Nevertheless, he intended to build a skyscraper office building in downtown Oklahoma City – if, and only if, taxpayers would provide his skyscraper with a 70-acre park [called “Core to Shore”] for a front yard.
The City Council has already approved Tax Increment Financing [TIF] to satisfy part of Devon’s request for these “public improvements.” This TIF funding is projected to raise $115 million for Devon’s purposes. The TIF money will come from collecting, then redirecting [to satisfy Devon’s requests] property taxes inside a large area surrounding Devon’s proposed skyscraper [Increment District No. 8].

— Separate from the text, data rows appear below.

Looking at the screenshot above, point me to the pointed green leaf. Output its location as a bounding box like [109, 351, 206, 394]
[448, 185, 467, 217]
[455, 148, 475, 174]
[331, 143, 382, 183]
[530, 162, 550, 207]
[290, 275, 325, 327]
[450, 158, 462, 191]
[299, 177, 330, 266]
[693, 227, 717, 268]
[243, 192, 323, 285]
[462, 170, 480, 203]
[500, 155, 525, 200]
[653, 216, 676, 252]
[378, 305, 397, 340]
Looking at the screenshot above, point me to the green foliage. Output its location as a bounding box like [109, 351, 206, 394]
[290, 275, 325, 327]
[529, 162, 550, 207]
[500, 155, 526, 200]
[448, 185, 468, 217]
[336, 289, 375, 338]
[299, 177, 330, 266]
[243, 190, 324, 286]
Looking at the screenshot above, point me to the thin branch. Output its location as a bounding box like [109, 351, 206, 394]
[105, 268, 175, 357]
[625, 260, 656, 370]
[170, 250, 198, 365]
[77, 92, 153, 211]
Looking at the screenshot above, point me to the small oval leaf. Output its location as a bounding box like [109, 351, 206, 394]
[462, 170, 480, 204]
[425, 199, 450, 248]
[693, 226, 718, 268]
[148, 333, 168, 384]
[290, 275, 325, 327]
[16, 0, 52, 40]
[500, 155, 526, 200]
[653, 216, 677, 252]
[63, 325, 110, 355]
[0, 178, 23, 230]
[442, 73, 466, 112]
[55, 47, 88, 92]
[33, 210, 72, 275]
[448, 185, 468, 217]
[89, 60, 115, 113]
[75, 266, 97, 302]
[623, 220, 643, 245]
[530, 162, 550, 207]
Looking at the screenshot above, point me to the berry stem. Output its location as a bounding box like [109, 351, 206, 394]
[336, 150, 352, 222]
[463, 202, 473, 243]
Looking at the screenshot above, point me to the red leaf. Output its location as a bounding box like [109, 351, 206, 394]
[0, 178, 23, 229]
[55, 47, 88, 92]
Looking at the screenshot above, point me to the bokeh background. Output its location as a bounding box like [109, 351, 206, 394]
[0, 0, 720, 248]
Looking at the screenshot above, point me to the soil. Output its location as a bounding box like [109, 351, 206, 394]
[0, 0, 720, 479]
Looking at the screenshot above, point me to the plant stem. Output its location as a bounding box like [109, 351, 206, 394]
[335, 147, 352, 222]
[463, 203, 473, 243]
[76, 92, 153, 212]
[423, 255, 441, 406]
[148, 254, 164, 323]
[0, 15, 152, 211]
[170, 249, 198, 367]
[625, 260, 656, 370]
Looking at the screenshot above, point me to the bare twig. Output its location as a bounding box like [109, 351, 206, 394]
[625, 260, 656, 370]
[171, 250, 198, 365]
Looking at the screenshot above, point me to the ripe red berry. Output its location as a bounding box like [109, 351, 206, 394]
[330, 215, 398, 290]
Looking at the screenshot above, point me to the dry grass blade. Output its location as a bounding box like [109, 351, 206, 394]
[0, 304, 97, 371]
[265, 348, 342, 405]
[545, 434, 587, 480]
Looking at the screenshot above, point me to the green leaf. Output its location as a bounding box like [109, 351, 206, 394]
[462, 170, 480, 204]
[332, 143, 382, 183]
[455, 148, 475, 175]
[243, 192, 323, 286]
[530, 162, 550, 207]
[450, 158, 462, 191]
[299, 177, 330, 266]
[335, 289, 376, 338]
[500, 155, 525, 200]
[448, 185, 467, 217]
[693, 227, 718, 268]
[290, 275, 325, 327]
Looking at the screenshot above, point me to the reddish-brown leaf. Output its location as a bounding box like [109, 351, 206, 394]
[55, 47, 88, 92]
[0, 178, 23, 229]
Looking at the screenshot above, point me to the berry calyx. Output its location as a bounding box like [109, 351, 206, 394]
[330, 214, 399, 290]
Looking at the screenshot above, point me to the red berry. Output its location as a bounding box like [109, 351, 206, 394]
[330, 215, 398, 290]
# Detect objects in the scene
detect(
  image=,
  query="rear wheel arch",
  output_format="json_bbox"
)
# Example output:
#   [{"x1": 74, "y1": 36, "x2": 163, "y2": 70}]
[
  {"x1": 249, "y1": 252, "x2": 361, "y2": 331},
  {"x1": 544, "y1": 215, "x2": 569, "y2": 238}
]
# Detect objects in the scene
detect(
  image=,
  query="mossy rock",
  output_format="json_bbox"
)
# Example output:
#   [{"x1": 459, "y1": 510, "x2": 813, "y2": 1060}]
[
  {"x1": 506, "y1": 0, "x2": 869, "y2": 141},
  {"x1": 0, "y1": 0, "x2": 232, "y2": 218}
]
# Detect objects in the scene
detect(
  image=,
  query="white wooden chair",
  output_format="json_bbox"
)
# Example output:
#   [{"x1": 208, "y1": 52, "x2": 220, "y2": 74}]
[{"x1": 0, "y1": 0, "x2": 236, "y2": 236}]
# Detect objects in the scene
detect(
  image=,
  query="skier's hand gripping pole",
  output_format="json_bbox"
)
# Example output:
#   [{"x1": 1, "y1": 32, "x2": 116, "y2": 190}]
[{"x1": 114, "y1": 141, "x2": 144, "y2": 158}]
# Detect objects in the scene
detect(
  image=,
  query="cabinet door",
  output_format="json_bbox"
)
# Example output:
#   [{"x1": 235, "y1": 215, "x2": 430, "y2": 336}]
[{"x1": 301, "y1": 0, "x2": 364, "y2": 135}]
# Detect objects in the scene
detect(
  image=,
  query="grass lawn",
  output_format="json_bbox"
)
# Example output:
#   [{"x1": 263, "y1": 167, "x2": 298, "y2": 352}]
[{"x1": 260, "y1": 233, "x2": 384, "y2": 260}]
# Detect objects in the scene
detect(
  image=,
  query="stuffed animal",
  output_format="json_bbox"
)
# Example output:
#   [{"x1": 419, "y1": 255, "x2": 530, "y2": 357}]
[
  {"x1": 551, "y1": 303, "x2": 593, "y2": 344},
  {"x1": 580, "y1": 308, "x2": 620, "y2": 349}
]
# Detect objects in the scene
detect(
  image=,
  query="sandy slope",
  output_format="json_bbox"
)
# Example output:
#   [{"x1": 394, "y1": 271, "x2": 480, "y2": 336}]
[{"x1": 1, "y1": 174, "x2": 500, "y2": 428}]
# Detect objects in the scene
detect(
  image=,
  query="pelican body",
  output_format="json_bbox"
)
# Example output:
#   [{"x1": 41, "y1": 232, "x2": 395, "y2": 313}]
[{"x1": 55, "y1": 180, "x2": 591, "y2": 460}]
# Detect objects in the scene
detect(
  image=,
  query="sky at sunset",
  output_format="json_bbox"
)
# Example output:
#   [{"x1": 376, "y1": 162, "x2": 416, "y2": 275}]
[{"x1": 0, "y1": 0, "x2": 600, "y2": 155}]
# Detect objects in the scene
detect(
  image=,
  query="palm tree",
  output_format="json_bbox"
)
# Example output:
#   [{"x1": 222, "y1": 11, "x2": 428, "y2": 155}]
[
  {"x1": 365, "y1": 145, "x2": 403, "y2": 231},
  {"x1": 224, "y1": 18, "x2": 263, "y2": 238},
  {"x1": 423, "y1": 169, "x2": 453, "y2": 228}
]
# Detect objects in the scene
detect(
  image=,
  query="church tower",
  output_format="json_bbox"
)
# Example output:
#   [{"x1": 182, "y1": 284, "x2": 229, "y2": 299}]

Without this TIF intervention, those property taxes would have gone mainly to public schools; then to MetroTech, libraries, county government, and the City-County Health Department.
In addition to this $115 million, Oklahoma City residents will vote Dec. 8 to extend a one-percent sales tax now being paid to fancy up the Ford Center for the Thunder basketball team. This sales tax extension will last for 93 months!
“The average Oklahoma City resident can expect to pay about $10 per month,” according to Dr. Mark Snead, Oklahoma State University economist. In other words about $930 for each of us average types!
WHAT WE ASKED FOR
In 2007, Oklahoma City Mayor Mick Cornett asked city residents about their priorities for a MAPS 3 tax, provided we continued the MAPS projects. The peoples’ overwhelming choice was transit [light rail, streetcars, etc.] Second choice was infrastructure, including streets.
WHAT WE’RE GETTING
Nevertheless, much of MAPS 3 money will go for that 70-acre front yard for Devon and Oklahoma City’s third convention center – in addition to the Cox Convention Center and the Ford Center.
Under the heading of “transit” requested by city residents, the Oklahoma City Council has demonstrated unmitigated gall! After ignoring thousands or requests to save OKC’s Union Station rail yard from destruction, the cuncil is asking for our MAPS 3 sales tax money for “a downtown transit hub which will link streetcar, commuter rail and bus systems” – exactly the reason Union Station’s invaluable, irreplaceable rail yard was built in the first place.
The Oklahoma City Chamber of Commerce spent $850,000 on publicity during the last election to raise MAPS sales tax for fancying up the Ford Center. The Chamber will probably spend even more this time because at stake is $930 from each of us “average” Oklahoma City residents.
The OKC Council and the Chamber could not stick us with the bill for corporate enrichment if the people were informed. After all, the people, not the Chamber, hold the power with “one vote, one person.”
Whether or not they choose to use it on the MAPS 3 vote on Dec. 8 remains to be seen.
– The author, a former Democratic state representative, lives in south Oklahoma City and is a regular contributor to The Oklahoma Observer. This article first appeared in the Nov. 10 editions of The Observer.